One hesitates to take issue with a famous scholar, but one argument jars. Lévi-Strauss does not feel it necessary to visit the Pacific Coast himself; he says it would be futile, because the cultures are "ruinous." Even in the seven years since the book was first published we have seen that the cultures of the Pacific Northwest are far from "ruinous." One critic has said "to understand a poem one must stand where the poet stood." So with other works of art specific to a locality or a culture. To understand Pacific Northwest masks, one must come to the Pacific Northwest and stand between the mountains and the sea. Fine-spun theories have a way of dissolving into sudden insight upon direct personal experience.

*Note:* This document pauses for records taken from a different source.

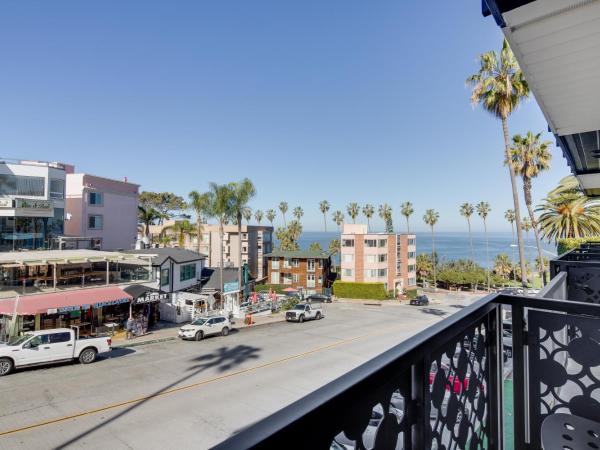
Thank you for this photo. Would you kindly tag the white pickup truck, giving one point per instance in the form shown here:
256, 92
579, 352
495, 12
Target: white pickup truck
50, 346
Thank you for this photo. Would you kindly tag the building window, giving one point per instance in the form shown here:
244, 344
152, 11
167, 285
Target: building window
94, 222
164, 277
57, 189
95, 198
347, 242
187, 272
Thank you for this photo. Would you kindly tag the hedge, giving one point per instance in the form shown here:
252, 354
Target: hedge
564, 245
371, 291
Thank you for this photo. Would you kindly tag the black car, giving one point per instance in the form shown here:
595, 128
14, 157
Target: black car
323, 298
421, 300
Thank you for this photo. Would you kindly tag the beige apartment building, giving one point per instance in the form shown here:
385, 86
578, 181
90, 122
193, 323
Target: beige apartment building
386, 258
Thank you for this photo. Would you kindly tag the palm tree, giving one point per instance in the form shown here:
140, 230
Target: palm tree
271, 214
283, 208
338, 218
407, 210
530, 156
431, 218
368, 211
200, 203
353, 211
499, 86
483, 210
467, 210
298, 213
324, 208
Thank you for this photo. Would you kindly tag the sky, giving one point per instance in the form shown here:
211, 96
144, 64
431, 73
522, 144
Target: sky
343, 100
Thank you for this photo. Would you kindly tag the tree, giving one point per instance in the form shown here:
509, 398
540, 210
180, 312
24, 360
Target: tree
530, 156
283, 207
467, 210
499, 86
483, 210
241, 193
406, 209
315, 247
258, 215
431, 218
368, 211
324, 208
353, 210
338, 218
271, 214
385, 212
200, 203
298, 212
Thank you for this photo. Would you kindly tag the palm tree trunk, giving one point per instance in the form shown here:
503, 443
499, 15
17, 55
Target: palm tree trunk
513, 182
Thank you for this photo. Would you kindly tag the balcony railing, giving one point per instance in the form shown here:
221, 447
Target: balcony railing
445, 387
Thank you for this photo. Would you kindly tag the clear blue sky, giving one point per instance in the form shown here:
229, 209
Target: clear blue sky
344, 100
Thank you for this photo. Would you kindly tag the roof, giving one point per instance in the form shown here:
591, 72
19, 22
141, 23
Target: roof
300, 254
161, 254
65, 301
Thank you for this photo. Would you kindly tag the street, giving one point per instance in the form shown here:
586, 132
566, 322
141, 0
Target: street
176, 394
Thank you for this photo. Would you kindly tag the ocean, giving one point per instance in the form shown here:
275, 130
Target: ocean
452, 245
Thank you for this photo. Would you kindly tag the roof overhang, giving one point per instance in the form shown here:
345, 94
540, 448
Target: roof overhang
557, 44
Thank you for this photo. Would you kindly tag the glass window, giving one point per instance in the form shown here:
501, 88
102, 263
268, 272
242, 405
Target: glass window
95, 222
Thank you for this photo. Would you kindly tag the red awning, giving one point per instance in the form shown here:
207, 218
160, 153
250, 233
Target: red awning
65, 301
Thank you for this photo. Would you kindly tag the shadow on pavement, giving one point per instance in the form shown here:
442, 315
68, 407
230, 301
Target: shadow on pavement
222, 359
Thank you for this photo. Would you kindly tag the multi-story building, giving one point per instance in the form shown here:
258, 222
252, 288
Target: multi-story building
32, 203
101, 208
387, 258
309, 271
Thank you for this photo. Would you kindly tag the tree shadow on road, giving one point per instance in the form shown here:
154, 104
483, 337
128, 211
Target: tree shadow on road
222, 359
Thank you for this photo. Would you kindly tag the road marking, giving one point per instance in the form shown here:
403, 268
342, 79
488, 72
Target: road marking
192, 385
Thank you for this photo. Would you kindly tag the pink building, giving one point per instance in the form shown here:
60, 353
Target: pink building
386, 258
102, 208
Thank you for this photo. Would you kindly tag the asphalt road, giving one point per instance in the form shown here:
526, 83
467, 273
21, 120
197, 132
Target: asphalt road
195, 394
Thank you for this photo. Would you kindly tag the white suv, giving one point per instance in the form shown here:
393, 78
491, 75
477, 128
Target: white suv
205, 326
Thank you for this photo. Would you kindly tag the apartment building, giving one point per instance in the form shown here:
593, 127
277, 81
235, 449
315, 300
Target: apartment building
309, 271
387, 258
103, 209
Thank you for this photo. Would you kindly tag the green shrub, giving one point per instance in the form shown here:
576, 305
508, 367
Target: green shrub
347, 289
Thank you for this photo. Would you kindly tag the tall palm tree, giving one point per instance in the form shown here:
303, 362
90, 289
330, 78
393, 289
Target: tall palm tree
531, 156
324, 208
200, 203
353, 210
499, 86
338, 218
242, 192
283, 207
406, 209
271, 214
431, 218
298, 213
483, 210
467, 210
368, 211
258, 215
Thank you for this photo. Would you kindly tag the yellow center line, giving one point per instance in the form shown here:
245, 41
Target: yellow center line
190, 386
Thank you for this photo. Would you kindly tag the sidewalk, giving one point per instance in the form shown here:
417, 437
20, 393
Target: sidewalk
168, 332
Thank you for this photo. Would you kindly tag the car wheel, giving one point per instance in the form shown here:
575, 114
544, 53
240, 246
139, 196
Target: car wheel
6, 366
87, 356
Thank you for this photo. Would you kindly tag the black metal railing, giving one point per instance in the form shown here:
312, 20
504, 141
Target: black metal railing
443, 388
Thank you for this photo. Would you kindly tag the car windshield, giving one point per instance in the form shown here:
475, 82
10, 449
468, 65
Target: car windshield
18, 340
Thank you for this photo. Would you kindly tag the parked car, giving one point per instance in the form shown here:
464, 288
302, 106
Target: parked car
205, 326
305, 311
323, 298
50, 346
420, 300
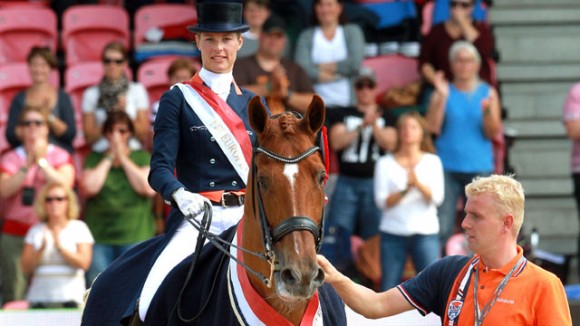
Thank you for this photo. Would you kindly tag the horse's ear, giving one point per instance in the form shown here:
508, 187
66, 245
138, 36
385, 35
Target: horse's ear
257, 114
315, 114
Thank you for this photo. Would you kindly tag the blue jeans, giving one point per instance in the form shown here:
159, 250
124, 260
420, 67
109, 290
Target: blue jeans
352, 211
103, 256
454, 189
424, 250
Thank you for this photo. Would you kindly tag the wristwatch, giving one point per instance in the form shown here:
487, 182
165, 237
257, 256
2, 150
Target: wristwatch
43, 163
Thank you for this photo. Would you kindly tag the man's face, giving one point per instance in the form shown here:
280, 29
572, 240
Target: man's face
482, 223
272, 44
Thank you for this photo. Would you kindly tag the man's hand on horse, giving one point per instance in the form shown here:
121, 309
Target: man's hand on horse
189, 203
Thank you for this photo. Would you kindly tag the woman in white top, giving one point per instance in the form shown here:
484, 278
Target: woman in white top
331, 52
408, 189
115, 92
57, 251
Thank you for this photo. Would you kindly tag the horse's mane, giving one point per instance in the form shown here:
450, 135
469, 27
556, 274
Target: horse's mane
288, 123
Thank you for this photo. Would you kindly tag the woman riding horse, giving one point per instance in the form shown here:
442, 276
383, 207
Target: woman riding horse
275, 280
283, 211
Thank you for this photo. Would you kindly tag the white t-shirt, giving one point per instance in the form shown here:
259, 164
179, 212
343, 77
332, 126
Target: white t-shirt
54, 280
136, 99
335, 93
412, 215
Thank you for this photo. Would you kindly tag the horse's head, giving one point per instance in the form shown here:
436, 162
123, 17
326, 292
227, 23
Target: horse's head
286, 192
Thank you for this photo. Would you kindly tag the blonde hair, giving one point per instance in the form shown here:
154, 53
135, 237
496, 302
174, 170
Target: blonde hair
426, 141
464, 45
73, 203
507, 192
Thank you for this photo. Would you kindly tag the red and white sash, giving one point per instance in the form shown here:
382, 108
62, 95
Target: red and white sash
250, 308
222, 122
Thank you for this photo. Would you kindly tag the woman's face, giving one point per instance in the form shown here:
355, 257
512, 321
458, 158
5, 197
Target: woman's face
219, 50
34, 126
56, 203
328, 11
39, 70
410, 131
464, 66
120, 130
115, 64
255, 15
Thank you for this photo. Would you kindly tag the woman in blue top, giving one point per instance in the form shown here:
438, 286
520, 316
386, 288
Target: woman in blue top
464, 115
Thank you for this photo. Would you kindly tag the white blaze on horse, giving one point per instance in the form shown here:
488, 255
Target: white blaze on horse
269, 275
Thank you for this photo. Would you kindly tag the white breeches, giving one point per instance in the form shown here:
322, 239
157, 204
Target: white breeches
181, 245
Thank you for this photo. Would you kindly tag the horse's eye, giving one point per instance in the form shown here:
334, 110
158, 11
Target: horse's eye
263, 182
321, 177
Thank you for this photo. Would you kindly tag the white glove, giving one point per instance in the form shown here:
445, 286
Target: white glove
189, 203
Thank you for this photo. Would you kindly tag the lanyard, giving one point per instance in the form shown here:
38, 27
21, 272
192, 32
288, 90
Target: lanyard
480, 315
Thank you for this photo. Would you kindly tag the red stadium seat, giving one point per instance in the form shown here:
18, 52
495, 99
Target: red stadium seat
153, 75
164, 16
87, 29
14, 77
21, 28
76, 79
393, 70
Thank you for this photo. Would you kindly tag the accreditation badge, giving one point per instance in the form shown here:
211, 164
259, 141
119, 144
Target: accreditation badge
454, 309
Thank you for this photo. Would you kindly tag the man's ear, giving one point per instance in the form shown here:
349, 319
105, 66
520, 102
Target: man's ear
508, 222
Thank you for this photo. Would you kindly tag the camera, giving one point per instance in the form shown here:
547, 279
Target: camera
27, 196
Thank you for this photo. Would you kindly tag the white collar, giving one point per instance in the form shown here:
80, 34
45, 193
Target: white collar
219, 83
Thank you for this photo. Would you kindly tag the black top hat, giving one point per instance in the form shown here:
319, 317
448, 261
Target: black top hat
219, 17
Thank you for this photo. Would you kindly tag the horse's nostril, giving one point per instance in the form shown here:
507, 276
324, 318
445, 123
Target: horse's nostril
319, 278
289, 276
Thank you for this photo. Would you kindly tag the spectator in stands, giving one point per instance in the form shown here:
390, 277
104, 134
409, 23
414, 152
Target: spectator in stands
331, 52
115, 93
408, 189
57, 251
464, 115
255, 13
119, 208
180, 70
572, 123
360, 135
460, 26
23, 171
267, 74
56, 102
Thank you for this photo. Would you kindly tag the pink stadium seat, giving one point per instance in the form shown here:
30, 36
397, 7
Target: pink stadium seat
86, 30
427, 16
393, 70
14, 77
161, 15
153, 75
76, 79
21, 28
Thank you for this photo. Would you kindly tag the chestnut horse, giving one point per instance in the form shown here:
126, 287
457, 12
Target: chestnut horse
264, 271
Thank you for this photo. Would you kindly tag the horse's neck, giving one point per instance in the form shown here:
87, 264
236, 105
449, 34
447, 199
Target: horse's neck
252, 240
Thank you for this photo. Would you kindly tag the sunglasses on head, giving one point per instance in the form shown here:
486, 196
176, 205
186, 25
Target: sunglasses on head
465, 5
29, 123
55, 198
109, 61
360, 86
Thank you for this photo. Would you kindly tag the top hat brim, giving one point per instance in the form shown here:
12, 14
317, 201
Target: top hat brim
218, 28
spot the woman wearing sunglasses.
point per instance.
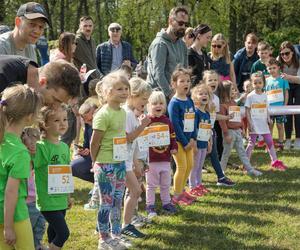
(220, 56)
(291, 72)
(198, 60)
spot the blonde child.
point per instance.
(211, 79)
(108, 153)
(181, 111)
(220, 56)
(136, 103)
(232, 129)
(159, 172)
(259, 120)
(201, 95)
(51, 151)
(19, 107)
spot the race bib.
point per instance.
(236, 111)
(120, 152)
(204, 132)
(143, 141)
(259, 110)
(159, 135)
(275, 95)
(60, 179)
(189, 120)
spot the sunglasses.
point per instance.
(219, 46)
(115, 29)
(285, 53)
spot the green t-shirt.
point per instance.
(48, 153)
(14, 163)
(113, 123)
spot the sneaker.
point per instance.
(131, 231)
(279, 165)
(287, 144)
(151, 211)
(254, 172)
(225, 182)
(169, 208)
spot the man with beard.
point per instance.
(167, 51)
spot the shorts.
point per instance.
(279, 118)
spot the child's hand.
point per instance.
(10, 236)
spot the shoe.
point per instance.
(169, 208)
(151, 211)
(131, 231)
(254, 172)
(279, 165)
(225, 181)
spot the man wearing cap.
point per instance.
(168, 51)
(29, 26)
(112, 54)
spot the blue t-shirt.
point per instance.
(201, 117)
(277, 83)
(176, 109)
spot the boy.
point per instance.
(277, 90)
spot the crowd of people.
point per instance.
(140, 121)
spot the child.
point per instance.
(19, 107)
(29, 137)
(211, 79)
(263, 51)
(201, 95)
(277, 90)
(51, 151)
(108, 152)
(231, 129)
(182, 115)
(159, 172)
(220, 56)
(258, 118)
(137, 101)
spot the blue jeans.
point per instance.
(37, 222)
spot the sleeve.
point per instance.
(158, 56)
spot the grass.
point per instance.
(261, 213)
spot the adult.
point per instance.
(197, 58)
(291, 72)
(112, 54)
(58, 82)
(86, 46)
(244, 59)
(30, 23)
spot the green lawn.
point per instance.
(262, 213)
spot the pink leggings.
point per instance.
(268, 140)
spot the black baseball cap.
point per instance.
(33, 10)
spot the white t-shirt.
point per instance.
(258, 105)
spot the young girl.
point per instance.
(19, 106)
(259, 119)
(201, 95)
(232, 129)
(51, 151)
(211, 79)
(159, 173)
(29, 137)
(220, 56)
(137, 101)
(182, 115)
(108, 152)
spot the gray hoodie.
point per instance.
(163, 57)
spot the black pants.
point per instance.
(294, 99)
(58, 231)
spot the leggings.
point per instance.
(195, 178)
(58, 231)
(294, 99)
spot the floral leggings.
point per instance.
(111, 180)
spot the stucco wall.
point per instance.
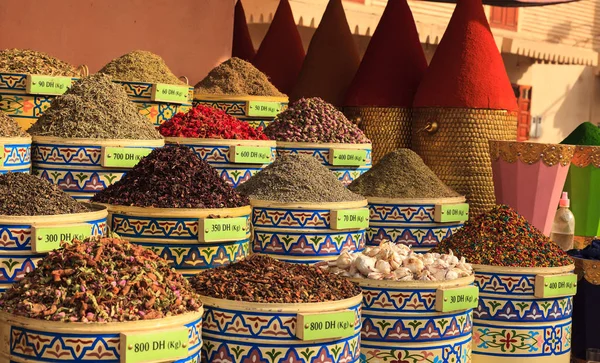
(191, 35)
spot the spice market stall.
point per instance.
(35, 217)
(261, 308)
(314, 127)
(15, 147)
(238, 88)
(90, 137)
(408, 203)
(175, 204)
(151, 85)
(526, 287)
(301, 212)
(235, 149)
(138, 310)
(30, 80)
(416, 307)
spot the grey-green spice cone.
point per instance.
(94, 108)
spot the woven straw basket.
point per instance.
(454, 143)
(388, 128)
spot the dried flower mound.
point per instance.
(27, 61)
(101, 280)
(502, 237)
(27, 195)
(94, 108)
(263, 279)
(172, 177)
(401, 174)
(140, 66)
(297, 179)
(210, 123)
(314, 120)
(237, 77)
(10, 127)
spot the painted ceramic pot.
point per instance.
(415, 222)
(308, 233)
(26, 239)
(530, 177)
(147, 97)
(99, 342)
(524, 314)
(15, 155)
(406, 320)
(258, 111)
(239, 332)
(236, 161)
(346, 161)
(84, 167)
(186, 237)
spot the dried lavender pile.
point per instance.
(10, 127)
(263, 279)
(297, 178)
(31, 62)
(140, 66)
(314, 120)
(172, 177)
(237, 77)
(27, 195)
(401, 174)
(100, 280)
(94, 108)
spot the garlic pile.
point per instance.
(390, 261)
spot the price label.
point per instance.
(325, 325)
(47, 85)
(460, 298)
(222, 229)
(162, 346)
(350, 218)
(555, 285)
(170, 93)
(263, 109)
(347, 157)
(451, 212)
(46, 239)
(250, 154)
(123, 157)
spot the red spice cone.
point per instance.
(284, 39)
(393, 64)
(242, 42)
(467, 69)
(331, 61)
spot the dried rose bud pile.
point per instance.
(205, 122)
(390, 261)
(266, 280)
(314, 120)
(100, 280)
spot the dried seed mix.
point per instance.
(237, 77)
(297, 179)
(401, 174)
(172, 177)
(209, 123)
(94, 108)
(263, 279)
(27, 195)
(140, 66)
(586, 134)
(9, 127)
(100, 280)
(501, 237)
(27, 61)
(314, 120)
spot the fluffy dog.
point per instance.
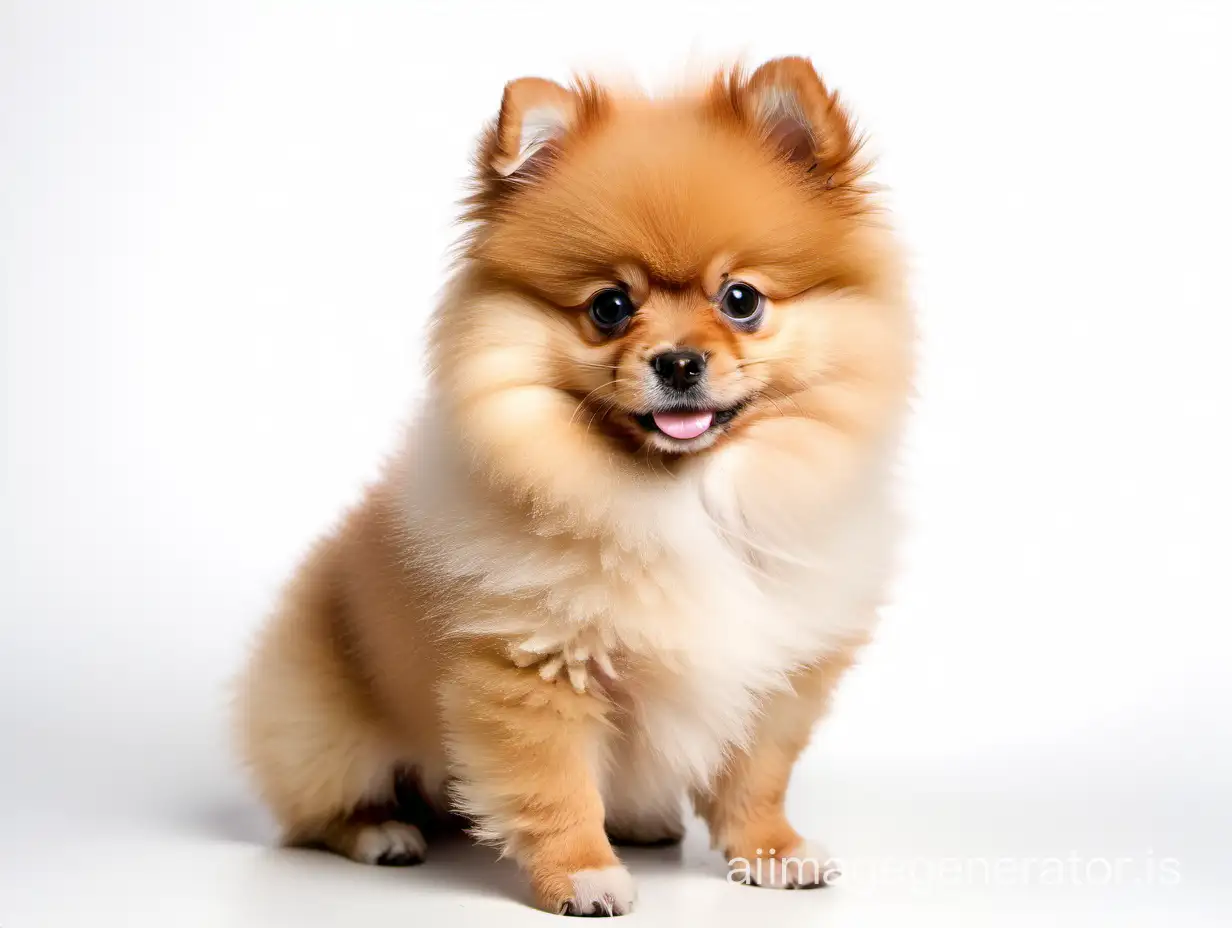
(644, 518)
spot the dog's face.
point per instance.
(658, 276)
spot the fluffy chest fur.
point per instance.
(704, 610)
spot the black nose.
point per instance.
(680, 369)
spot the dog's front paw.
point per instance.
(806, 866)
(603, 892)
(566, 656)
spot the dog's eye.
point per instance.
(742, 305)
(609, 308)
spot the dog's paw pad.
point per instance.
(389, 844)
(600, 892)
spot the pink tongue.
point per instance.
(684, 425)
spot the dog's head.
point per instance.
(646, 280)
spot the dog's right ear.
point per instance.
(535, 113)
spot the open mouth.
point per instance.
(686, 424)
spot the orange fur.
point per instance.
(539, 611)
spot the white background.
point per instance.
(221, 229)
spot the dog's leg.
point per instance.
(744, 805)
(526, 751)
(322, 757)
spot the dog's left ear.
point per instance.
(794, 110)
(534, 115)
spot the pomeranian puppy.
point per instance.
(643, 520)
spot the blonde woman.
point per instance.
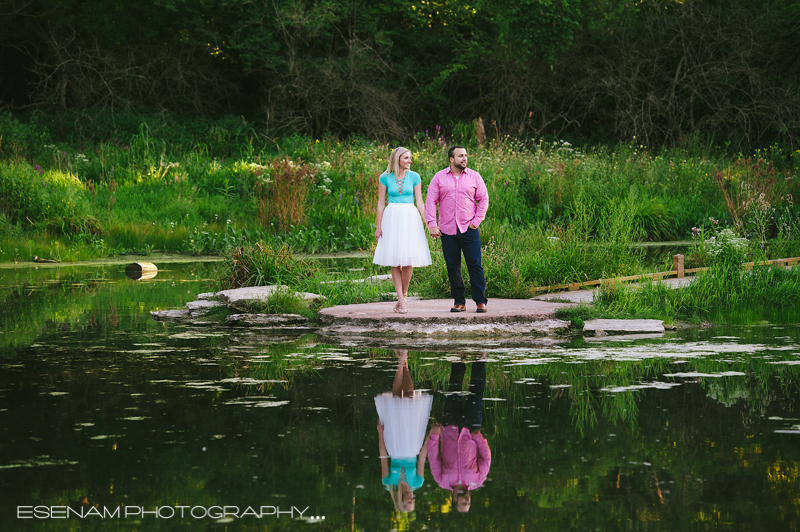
(399, 232)
(403, 417)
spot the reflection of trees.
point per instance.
(35, 302)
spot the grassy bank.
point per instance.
(148, 191)
(557, 214)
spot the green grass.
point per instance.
(724, 294)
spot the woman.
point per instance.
(400, 233)
(402, 420)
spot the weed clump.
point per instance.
(260, 264)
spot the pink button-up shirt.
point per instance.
(464, 458)
(461, 201)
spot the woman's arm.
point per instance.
(420, 203)
(379, 210)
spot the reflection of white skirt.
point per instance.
(405, 420)
(403, 242)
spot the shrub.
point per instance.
(282, 192)
(54, 200)
(260, 264)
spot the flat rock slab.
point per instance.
(265, 320)
(576, 296)
(602, 327)
(433, 317)
(203, 304)
(172, 316)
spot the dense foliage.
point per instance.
(223, 70)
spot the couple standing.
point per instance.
(463, 200)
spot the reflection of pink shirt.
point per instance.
(461, 201)
(464, 458)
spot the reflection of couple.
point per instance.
(462, 200)
(458, 454)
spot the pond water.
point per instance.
(139, 425)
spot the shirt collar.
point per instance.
(449, 169)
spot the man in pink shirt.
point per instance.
(458, 453)
(463, 200)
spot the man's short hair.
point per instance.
(453, 149)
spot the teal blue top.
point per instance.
(410, 181)
(403, 469)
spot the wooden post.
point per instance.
(677, 264)
(140, 271)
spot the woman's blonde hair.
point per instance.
(394, 160)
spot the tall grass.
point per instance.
(163, 180)
(723, 294)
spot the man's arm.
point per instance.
(481, 202)
(485, 455)
(431, 200)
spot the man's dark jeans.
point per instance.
(470, 244)
(465, 411)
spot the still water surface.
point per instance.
(102, 408)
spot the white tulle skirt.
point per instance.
(405, 422)
(403, 242)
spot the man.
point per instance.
(458, 453)
(463, 201)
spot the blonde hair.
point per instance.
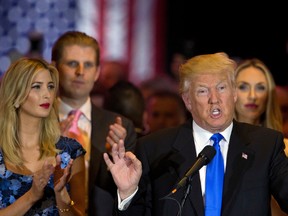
(272, 117)
(205, 64)
(15, 87)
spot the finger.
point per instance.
(115, 152)
(118, 120)
(107, 161)
(121, 149)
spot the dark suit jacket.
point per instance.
(101, 187)
(256, 167)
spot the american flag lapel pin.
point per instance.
(245, 156)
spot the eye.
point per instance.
(89, 65)
(51, 86)
(202, 92)
(73, 64)
(36, 86)
(221, 88)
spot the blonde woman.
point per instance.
(41, 173)
(257, 103)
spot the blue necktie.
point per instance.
(214, 180)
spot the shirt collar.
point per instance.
(203, 135)
(65, 109)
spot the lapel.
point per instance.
(185, 146)
(239, 159)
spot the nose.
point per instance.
(252, 93)
(47, 93)
(214, 98)
(80, 70)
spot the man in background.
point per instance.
(77, 58)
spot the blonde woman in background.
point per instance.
(257, 103)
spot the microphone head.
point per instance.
(207, 153)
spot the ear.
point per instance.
(97, 74)
(187, 101)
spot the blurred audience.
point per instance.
(164, 109)
(282, 96)
(157, 83)
(257, 103)
(110, 73)
(126, 98)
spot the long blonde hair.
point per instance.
(272, 117)
(15, 87)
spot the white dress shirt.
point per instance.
(202, 138)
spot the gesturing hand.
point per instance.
(61, 178)
(41, 178)
(116, 133)
(125, 168)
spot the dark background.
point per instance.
(241, 29)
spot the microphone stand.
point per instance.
(186, 193)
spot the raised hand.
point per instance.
(61, 178)
(41, 178)
(115, 134)
(125, 168)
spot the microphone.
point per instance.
(204, 157)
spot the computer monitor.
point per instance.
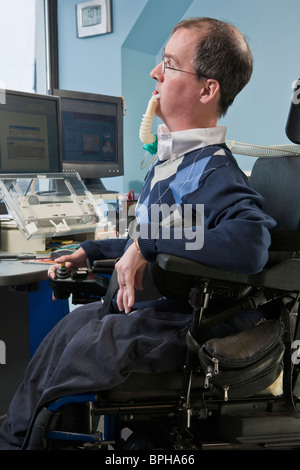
(29, 133)
(91, 136)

I kept looking for the masks to be somehow tied to the very strong spiritual sense of the Salish people, but found almost no mention of it.

No attempt is made, either, to assess the different versions of the masks as art, although the illustrations themselves are plentiful, unusual, and superb. As an anthropologist, the author is concerned with common features, not with individual artists. As an anthropologist, however, Lévi-Strauss rejects the straight-jacket of kinship systems, with all the specialized terms, as not fitting Pacific Northwest culture. He has added instead the concept of "houses" with a definite geographical location.

The book is a sure-to-be-discussed addition to Pacific Northwest anthropology. (The book jacket says "controversial.") It will be useful in its new English translation, with a bibliography in four languages, to university students, not to schools.


Grace E. Funk, Harwood E. S., Vernon, BC.